Thank goodness the government did finally see sense over Xaghra l-Hamra but if anyone thinks that just by granting that concession to the environmentalists will give the developers carte blanche to call in the bulldozers everywhere else you must be joking.
Red is not a colour that has proved to be a very lucky one for the get rich quick brigade. An attempt to destroy the ambience of Ramla l-Hamra has brought down the wrath of all NGOs big time and no matter how peevish and ill-natured the head of Mepa got about it, the fact remains that the proposal should never have been moved past dustbin stage.
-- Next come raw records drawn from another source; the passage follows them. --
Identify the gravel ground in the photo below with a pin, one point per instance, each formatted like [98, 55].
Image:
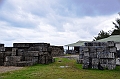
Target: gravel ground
[4, 69]
[10, 68]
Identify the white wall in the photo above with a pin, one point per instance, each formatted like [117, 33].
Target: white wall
[118, 46]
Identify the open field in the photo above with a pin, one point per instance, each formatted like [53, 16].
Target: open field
[63, 68]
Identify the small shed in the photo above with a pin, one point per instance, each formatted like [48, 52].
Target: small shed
[115, 38]
[76, 45]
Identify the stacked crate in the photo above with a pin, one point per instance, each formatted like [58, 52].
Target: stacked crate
[99, 55]
[57, 51]
[81, 55]
[2, 50]
[26, 54]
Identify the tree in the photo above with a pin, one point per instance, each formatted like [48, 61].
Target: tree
[116, 31]
[101, 35]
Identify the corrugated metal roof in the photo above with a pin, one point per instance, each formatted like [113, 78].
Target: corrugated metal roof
[115, 38]
[79, 43]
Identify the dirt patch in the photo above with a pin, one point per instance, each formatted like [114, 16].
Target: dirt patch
[10, 68]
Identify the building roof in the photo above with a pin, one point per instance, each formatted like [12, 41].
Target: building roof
[79, 43]
[115, 38]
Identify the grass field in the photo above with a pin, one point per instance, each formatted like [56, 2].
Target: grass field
[63, 68]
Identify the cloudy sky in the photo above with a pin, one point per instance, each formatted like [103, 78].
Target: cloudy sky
[58, 22]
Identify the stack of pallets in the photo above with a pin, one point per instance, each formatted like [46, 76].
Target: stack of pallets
[99, 55]
[2, 50]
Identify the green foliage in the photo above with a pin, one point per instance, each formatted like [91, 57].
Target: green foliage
[116, 31]
[102, 35]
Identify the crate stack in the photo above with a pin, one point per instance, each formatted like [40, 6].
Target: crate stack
[2, 52]
[57, 51]
[99, 55]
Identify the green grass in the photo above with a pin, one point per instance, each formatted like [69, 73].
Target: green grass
[53, 71]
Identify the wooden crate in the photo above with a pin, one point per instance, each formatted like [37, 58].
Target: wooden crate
[24, 63]
[14, 51]
[2, 48]
[110, 44]
[13, 58]
[113, 49]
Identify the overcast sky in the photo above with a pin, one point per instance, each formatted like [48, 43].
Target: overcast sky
[58, 22]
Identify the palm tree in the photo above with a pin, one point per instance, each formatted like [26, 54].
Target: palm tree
[117, 26]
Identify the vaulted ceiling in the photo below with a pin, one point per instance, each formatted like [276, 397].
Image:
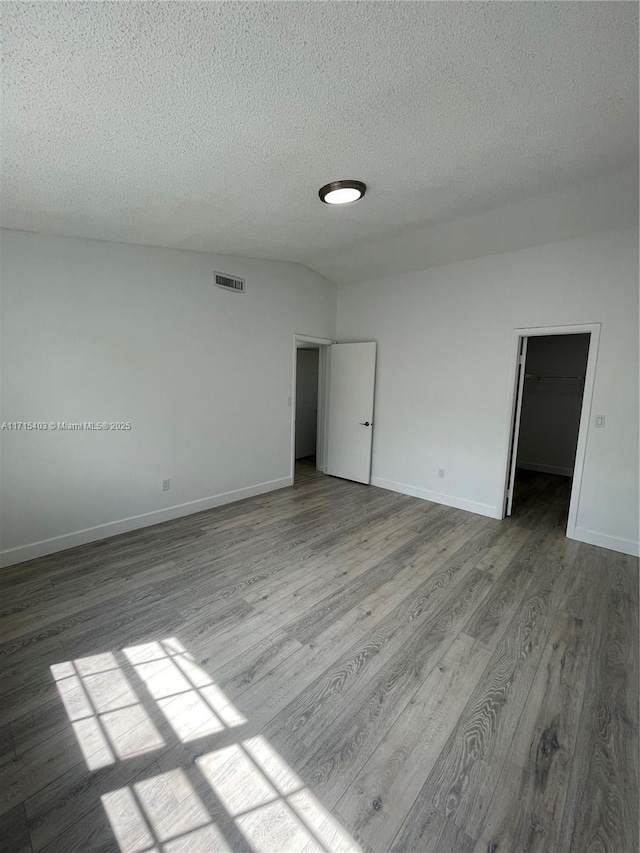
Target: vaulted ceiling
[211, 126]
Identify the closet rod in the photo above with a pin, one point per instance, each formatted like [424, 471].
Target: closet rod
[535, 376]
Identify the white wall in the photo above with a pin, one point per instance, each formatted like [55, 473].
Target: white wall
[551, 406]
[97, 331]
[445, 354]
[306, 403]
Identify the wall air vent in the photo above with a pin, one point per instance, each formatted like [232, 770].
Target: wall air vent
[228, 282]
The minister himself has, rather Pilate-like, disassociated himself from Andrew Calleja's knee-jerk reaction; something he should have done with regard to Mepa a long time ago.
Incidentally, I hear that there is a lot of research going on about the very many empty properties in Valletta and what is being done (or not done) with them. Are the owners of these properties, including, I have been told, the government itself, holding on to them indefinitely for speculative purposes? I feel it high time that a colossal tax be levied on all vacant properties in our capital city. In that way we may finally eradicate the prevalent shabbiness that pervades it. It could be that you may think that it is now my turn to have my brains addled by the heat but I can assure you that this is the only way.